I've asked Joseph to pass data for the long bonds through the API in a way that still tells FAHViewer not to display them. We need to know all of the vector lengths that contain the added term of periodicBox(x,y,z). because that's how we know how to reconnect the buckets: by transforming them by one or more of the (see 11 posts above this one.)

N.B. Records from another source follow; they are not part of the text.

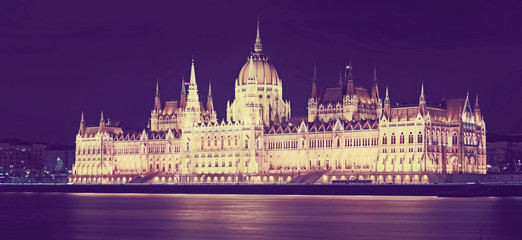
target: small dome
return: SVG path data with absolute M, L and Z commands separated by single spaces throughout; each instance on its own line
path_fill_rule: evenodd
M 253 59 L 251 60 L 250 58 Z M 253 64 L 252 68 L 250 68 L 250 64 Z M 253 71 L 252 75 L 250 69 Z M 238 84 L 246 85 L 250 76 L 254 76 L 257 79 L 257 84 L 264 84 L 265 79 L 267 85 L 279 84 L 279 75 L 277 75 L 274 65 L 269 63 L 268 58 L 263 55 L 253 54 L 248 58 L 239 72 Z

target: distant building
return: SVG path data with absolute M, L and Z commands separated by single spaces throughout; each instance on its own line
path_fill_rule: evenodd
M 522 135 L 488 134 L 488 172 L 520 173 Z
M 72 171 L 74 157 L 74 146 L 49 145 L 45 152 L 46 173 L 69 173 Z
M 347 69 L 322 95 L 314 74 L 308 116 L 296 121 L 264 55 L 258 23 L 226 120 L 217 120 L 210 86 L 206 107 L 200 101 L 193 60 L 188 94 L 182 80 L 179 101 L 162 107 L 156 85 L 150 125 L 142 131 L 110 125 L 103 113 L 98 126 L 87 127 L 82 114 L 70 182 L 416 183 L 433 173 L 486 173 L 478 97 L 473 107 L 469 94 L 432 106 L 421 85 L 418 104 L 392 107 L 388 89 L 380 97 L 376 70 L 363 88 Z
M 0 173 L 13 177 L 42 174 L 45 145 L 16 139 L 0 140 Z

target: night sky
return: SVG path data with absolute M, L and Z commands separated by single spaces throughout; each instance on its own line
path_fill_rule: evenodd
M 320 2 L 320 3 L 319 3 Z M 520 1 L 2 1 L 0 138 L 73 144 L 88 126 L 144 128 L 156 78 L 162 101 L 179 98 L 196 62 L 200 99 L 213 83 L 218 119 L 253 49 L 283 80 L 292 115 L 305 116 L 314 63 L 320 89 L 352 60 L 356 85 L 374 64 L 381 97 L 428 104 L 479 94 L 489 132 L 522 132 Z

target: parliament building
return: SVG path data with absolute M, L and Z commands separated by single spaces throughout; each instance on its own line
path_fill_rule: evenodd
M 283 82 L 263 53 L 257 24 L 254 51 L 235 80 L 226 120 L 218 121 L 211 86 L 200 99 L 192 60 L 178 101 L 162 102 L 156 85 L 149 125 L 126 130 L 82 118 L 72 183 L 427 183 L 440 174 L 486 173 L 486 125 L 478 96 L 427 104 L 419 83 L 414 106 L 392 106 L 352 68 L 336 87 L 318 92 L 308 116 L 293 118 Z

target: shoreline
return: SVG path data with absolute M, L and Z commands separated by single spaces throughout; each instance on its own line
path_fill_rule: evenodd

If we do need to make a guess, do we know anything more about the bond length? Is there a minimum length? Is the magnitude the same as it was before the protein was split by the plane? Is the box always cubical or was the example I pulled just a special case where all three vectors happened to have length 5.593071324260671?

[bb30994]

If you view the protein in the box & it's all one bucket, there's no problem but that can change in the next snapshot. I think you may need to repeat the analysis at every snapshot. If there are 2 pieces, it's because a plane of the box intersected the protein, creating 2 faces, splitting it in two with those two faces attached to external faces of the periodic box. Those two faces need to be transformed so they're visually joined again, The bonds that cross the plane of the box will be the long ugly ones Joe inhibited because they reach almost completely across the box. In my 2D example, the top plane cuts bond A-B and bond A-C so th ends of those two bonds are near the top and bottom planes of the box -- & visually they still need to me near each other.

Bruce

[Jesse-V]

That makes sense. It's easy to run the analysis for every snapshot, and we'd have to fix each snapshot too once we have enough information to do so. The amount of additional time required is clearly then linear to the number of snapshots, which is rarely more than a few dozen or so, so it's still pretty fast.